Maya Kosok – Community Outreach Coordinator
Maya will create an alliance to help urban farmers across the city to gain access to information and resources—such as large equipment, labor and marketing—in a cost-effective manner to increase their productivity and success. The project will help create economic opportunity for city-based farmers with a larger goal of increasing food access and education throughout the city.
Lara Law – Social Worker
Lara will support a group of youth leaders who are working to establish a comprehensive drop-in resource center for homeless youth and youth who have transitioned out of the foster care system. The young people will be able to use the drop-in center to meet basic needs, such as laundry and showering, to participate in independent living classes taught primarily by their peers, and to apply for government benefits and connect with schools or employment.
Jill Pardini – Athlete/Teacher
Jill will expand and improve upon Soccer Without Borders, a tutoring and mentoring program she founded that uses organized soccer to help refugees and immigrants adjust to life in the United States, do well in and out of school, and stay physically and emotionally fit.
Jason Reed – Teacher
Jason will continue his work with the Curtis Bay-Brooklyn Urban-Agriculture and Stewardship Program, which focuses on community gardening at the Filbert Street Garden. The project will use urban agriculture to improve the health of residents and students in that community, foster community pride, increase awareness of the need for land stewardship and teach participants about good nutrition.
La Tasha Vanzie – Consultant
La Tasha will build EVOKU Actualized Global Leadership Experience (EAGLE), a project designed to train underserved youth to design and implement social entrepreneurial community service projects, network with professionals, establish a portfolio of work and travel outside the country. The project, which focuses on leadership and career development, will accept students from across the city.
As the Open Society Foundations’ U. S. Programs only field office, Open Society Institute-Baltimore focuses on the root causes of three intertwined problems in our city and state: drug addiction, an over-reliance on incarceration, and obstacles that impede youth in succeeding inside and out of the classroom.
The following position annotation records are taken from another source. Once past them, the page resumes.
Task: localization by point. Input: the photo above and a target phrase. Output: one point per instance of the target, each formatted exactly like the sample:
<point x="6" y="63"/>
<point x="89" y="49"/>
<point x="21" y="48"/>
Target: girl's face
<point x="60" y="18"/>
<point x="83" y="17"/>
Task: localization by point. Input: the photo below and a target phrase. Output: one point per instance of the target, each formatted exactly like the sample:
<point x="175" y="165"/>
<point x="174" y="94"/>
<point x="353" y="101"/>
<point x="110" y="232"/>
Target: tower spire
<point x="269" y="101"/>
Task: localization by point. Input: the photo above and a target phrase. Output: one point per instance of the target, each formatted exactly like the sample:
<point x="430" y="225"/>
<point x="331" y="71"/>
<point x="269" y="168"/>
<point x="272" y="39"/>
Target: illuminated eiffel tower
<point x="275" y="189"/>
We also support a growing corps of social entrepreneurs committed to underserved populations in Baltimore. Before we make a single grant, we analyze the root causes of a problem and examine research and innovative practices. Because we aim for lasting, sustainable solutions, we engage public and private partners from the start. It is only then, with a clear picture of the problem, that we begin to focus our approach and diligently craft a roadmap for change.